Farhan interrupts: “And yet in the 70s, a couple of brave young scriptwriters put their hero in bed with his woman, and gave them each a post-coital cigarette.” He is referring to Bachchan and Parveen Babi in Salim-Javed’s Deewaar. Of course, both of them died in the end, thereby proving a point about women who smoked or about prostitutes who thought they could go straight by marrying agnostic gangsters. Like Dimple dying.
“Her character was an alcoholic in the film.That tends to happen to alcoholics,” Farhan says drily. And adds, with a sudden trace of his father showing up, “Whatever you think and say, films do affect people. And showing an alcoholic drinking and then marrying a nice young man…”
Specious. You could equally argue that people might believe that death Is the only prognosis for the alcoholic and not even the love of a good man could change that.
“Anyway.”
Farhan says it as a dismissal. He returns instead to the scene from Deewaar. “We wouldn’t be able to shoot that today.
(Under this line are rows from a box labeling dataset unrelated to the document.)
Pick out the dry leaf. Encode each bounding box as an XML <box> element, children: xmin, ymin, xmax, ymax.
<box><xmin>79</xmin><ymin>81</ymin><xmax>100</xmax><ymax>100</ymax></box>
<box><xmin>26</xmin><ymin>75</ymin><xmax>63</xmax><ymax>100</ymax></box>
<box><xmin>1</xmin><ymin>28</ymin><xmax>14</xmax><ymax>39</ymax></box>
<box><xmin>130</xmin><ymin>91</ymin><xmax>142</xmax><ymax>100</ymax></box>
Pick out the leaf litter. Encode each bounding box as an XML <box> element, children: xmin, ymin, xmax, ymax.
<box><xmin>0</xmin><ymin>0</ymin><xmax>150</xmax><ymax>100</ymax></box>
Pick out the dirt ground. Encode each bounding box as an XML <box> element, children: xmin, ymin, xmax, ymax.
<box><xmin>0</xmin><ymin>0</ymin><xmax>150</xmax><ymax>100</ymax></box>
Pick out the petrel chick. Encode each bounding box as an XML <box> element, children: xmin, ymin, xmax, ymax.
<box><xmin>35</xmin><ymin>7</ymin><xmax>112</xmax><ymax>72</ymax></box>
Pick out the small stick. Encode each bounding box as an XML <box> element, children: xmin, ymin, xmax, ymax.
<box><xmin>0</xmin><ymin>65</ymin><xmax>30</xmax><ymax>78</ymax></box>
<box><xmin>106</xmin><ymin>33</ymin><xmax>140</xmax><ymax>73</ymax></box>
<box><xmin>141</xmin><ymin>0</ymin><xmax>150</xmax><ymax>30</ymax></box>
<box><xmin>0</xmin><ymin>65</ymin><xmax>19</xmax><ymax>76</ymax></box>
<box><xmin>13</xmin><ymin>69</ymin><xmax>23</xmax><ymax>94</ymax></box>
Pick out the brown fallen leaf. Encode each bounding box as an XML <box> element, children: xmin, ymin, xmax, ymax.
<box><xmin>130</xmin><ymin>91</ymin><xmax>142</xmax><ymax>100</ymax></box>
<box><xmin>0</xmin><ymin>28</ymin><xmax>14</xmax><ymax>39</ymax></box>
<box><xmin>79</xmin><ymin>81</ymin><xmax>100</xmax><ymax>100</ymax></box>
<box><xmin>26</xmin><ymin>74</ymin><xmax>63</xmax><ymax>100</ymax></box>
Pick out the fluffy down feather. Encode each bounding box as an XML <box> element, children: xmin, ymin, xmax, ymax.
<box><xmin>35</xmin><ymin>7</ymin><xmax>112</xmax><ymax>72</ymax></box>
You can’t show your characters smoking.”
Well, if films influence people…
“Anyway,” he says again and goes to change for his shot.
Javed by then is in full flow. He directs the shot, and his son. “Look there in that corner?”
“Pa, do you think I’m a kid or something? Look there, look there, baba, crow?”
“No, I know how these shoots are. You smile and I will look serious. And come closer.”
Farhan turns to me.
“You know what I said about us being able to work together? Could we go over that again?”